I wrote and illustrated ‘The Good Old Kiwi Pub’. It was published in 1995 and was a snapshot of some New Zealand pubs as they were at the end of the 20th century. I have decided to share some of the entries from the book from time to time on this blog.Captain Krippner, a Bohemian who owned property near Orewa, hit on the idea of getting the government to offer parcels of land to some of his countrymen back in Staab, south-west of Prague, with the view to expanding the slowly growing European population with some much needed new settlers.
The result was that in February 1863, about fifty families variously composed of farm labourers, shepherds, miners, dairy maids and domestics, sick of the feudal miseries of a care-worn continent and filled with seductive tales of a golden land over the seas, set sail for New Zealand. They arrived in Auckland in June of that year and were promptly transferred north to the mouth of the Puhoi River and then upstream, in small Maori-propelled craft, to their new home.
They arrived to find their 40 acre sections overgrown with the primaeval bush and almost impenetrable vine that clothed the precipitous hillsides and razor backed ridges. There was hardly a flat piece of land anywhere. But over many years those hardy and resolute settlers carved out, from a jungle of dismay, the charming, leafy township that stands today on the banks of the river. In its lower reaches the sluggish, meandering stream was once navigable to steam boats which were by no means rare in the early days for Puhoi was remote and the best access for trading goods was by sea.
Despite its having been ‘discovered’ by city folk looking for alternatives over the last few years Puhoi’s origins still figure strongly in the town; I have been told that even now it is possible to detect a slight German accent in some older residents.
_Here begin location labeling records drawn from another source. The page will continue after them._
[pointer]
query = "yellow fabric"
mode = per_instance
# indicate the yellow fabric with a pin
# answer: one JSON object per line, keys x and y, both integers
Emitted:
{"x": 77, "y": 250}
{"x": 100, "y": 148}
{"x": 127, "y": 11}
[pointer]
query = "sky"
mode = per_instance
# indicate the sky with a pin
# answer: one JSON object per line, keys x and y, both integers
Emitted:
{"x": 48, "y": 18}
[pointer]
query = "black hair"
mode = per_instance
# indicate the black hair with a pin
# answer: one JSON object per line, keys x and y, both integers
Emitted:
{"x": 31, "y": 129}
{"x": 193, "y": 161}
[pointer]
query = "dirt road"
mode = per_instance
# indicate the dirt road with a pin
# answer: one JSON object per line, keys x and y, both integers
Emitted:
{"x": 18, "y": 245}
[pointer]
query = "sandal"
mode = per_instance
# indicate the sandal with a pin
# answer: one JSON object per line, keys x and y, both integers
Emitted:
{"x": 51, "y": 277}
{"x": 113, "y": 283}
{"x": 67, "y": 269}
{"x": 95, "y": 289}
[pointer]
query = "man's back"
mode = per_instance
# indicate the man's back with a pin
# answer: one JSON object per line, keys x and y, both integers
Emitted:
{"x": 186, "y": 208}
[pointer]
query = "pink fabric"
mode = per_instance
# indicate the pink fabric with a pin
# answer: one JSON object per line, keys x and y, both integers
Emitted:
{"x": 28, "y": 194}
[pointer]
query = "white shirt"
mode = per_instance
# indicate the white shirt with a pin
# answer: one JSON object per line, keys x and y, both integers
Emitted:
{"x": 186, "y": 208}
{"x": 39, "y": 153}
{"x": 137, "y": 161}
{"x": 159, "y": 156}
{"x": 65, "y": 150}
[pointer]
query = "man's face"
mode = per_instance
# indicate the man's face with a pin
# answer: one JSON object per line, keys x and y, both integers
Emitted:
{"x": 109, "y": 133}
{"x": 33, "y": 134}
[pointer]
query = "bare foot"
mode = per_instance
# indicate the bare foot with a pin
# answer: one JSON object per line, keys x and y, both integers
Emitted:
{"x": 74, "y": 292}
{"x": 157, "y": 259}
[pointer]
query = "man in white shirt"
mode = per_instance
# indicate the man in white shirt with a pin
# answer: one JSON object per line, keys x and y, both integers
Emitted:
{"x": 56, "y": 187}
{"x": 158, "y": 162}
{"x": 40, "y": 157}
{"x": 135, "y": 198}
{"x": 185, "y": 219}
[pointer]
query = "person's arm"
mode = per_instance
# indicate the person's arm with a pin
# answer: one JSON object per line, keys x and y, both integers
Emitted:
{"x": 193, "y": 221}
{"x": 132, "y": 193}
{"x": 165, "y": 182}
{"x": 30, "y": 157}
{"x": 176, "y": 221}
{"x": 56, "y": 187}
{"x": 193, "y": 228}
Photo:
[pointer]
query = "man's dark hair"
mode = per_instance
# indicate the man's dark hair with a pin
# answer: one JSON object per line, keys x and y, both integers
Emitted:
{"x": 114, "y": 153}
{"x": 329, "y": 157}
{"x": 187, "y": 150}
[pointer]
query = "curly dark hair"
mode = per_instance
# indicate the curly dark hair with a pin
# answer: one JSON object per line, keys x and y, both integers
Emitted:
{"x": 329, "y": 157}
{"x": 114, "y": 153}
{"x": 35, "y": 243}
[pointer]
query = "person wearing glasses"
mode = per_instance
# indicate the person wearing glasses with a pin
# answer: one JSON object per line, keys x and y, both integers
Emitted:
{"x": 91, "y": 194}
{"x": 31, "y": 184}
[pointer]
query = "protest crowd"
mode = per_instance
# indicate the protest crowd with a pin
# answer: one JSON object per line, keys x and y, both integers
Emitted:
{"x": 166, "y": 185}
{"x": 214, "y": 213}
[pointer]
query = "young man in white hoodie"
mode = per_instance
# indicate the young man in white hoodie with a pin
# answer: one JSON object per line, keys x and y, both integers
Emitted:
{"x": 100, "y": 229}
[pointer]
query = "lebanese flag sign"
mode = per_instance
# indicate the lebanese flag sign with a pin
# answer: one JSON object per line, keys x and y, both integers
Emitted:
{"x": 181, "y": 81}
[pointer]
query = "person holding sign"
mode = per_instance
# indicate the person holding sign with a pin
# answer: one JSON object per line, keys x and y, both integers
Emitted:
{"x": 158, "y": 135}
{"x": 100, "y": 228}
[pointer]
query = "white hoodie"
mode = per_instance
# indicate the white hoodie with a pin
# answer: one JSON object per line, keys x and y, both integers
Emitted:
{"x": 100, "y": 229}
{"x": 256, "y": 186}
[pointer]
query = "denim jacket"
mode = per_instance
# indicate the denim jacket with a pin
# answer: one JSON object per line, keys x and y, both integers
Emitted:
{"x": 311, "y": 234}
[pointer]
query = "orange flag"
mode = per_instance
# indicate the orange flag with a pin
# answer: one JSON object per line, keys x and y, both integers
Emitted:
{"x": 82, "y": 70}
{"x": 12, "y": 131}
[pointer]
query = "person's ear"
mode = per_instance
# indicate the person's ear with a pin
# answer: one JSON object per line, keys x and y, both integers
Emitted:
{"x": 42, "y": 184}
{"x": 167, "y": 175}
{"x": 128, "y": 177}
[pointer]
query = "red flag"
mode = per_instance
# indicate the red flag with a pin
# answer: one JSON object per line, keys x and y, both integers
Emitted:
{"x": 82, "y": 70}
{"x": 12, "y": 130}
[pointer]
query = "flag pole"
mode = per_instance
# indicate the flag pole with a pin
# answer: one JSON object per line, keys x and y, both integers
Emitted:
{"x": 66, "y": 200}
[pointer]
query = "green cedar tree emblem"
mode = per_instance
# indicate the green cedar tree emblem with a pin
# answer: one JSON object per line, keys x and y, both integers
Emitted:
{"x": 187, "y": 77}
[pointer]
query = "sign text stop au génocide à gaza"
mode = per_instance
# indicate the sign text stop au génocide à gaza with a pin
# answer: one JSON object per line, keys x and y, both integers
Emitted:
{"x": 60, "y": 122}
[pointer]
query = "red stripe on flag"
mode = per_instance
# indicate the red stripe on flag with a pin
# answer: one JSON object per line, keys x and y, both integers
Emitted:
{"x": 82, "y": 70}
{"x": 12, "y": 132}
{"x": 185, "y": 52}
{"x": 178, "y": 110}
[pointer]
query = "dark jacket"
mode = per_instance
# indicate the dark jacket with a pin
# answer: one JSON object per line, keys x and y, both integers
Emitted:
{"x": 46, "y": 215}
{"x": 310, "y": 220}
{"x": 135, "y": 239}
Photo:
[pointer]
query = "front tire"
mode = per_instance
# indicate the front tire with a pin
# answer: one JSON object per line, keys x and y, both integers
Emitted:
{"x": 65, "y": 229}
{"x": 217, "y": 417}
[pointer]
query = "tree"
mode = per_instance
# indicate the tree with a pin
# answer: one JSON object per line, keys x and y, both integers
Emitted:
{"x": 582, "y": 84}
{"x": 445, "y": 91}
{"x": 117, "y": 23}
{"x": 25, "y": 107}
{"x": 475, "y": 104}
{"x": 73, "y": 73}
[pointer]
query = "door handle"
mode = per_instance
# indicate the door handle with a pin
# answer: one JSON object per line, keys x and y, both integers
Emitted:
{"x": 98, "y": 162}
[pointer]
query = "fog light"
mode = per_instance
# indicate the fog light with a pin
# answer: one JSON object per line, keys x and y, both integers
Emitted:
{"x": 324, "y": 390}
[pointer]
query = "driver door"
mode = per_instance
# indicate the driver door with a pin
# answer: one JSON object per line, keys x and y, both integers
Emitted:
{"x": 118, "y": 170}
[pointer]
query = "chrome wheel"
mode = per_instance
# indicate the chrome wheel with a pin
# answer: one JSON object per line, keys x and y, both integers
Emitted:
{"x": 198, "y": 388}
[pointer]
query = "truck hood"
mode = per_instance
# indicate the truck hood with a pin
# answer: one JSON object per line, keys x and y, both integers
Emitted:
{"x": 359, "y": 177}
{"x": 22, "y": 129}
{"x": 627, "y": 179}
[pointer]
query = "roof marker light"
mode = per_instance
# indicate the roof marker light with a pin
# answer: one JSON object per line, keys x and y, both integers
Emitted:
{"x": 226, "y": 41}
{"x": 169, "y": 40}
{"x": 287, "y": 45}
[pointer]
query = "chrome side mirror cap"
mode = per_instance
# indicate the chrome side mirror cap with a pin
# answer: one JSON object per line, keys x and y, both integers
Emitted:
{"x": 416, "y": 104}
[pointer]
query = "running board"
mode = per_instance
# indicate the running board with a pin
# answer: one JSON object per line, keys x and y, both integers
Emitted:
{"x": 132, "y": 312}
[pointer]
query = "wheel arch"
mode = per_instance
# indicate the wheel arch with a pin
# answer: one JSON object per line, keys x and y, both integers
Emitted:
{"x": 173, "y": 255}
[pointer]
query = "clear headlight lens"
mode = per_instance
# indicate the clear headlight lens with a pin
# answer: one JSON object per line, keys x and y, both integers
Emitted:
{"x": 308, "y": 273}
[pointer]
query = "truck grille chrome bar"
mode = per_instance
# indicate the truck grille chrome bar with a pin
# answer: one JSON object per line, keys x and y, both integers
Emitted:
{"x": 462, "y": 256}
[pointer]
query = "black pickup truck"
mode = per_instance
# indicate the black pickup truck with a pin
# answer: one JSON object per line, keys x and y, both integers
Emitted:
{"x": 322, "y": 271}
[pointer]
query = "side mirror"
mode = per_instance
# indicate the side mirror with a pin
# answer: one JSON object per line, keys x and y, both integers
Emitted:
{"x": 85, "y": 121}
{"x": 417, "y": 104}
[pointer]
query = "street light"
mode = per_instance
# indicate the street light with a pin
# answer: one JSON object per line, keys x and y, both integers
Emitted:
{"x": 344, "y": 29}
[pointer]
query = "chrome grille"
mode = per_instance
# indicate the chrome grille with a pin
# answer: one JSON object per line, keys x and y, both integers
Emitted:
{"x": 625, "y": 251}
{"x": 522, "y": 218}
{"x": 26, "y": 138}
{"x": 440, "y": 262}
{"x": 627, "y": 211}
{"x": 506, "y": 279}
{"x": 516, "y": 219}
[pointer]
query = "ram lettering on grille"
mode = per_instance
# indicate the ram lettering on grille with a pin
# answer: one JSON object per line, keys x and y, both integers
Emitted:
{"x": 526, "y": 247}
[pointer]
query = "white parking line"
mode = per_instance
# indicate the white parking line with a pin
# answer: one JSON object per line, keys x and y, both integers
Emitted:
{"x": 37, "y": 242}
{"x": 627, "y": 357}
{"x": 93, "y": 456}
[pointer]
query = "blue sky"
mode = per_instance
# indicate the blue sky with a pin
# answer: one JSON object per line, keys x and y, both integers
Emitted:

To the casual visitor, the first clue to its beginnings is the wayside calvary shrine that stands on the hill overlooking the village. Beyond is the tavern, classically colonial.
The first pub, ‘The Baby Saloon’ was set up in 1873. It closed when, in 1879, both John Schollum’s ‘German Hotel’ and Vincent Schishka’s ‘Puhoi Hotel’ were opened. Then, when Schishka’s enterprise failed, Schollum took over the name ‘Puhoi Hotel’ which has remained, except that the pub now has just a tavern licence and the old accommodation rooms form part of a museum.
Puhoi, and its welcoming tavern, are at just that critical a distance from Auckland to make it mecca for weekend drivers, bikies and family picnickers all of whom, on most occasions when they find themselves together, seem to benefit from a certain local air of tranquility.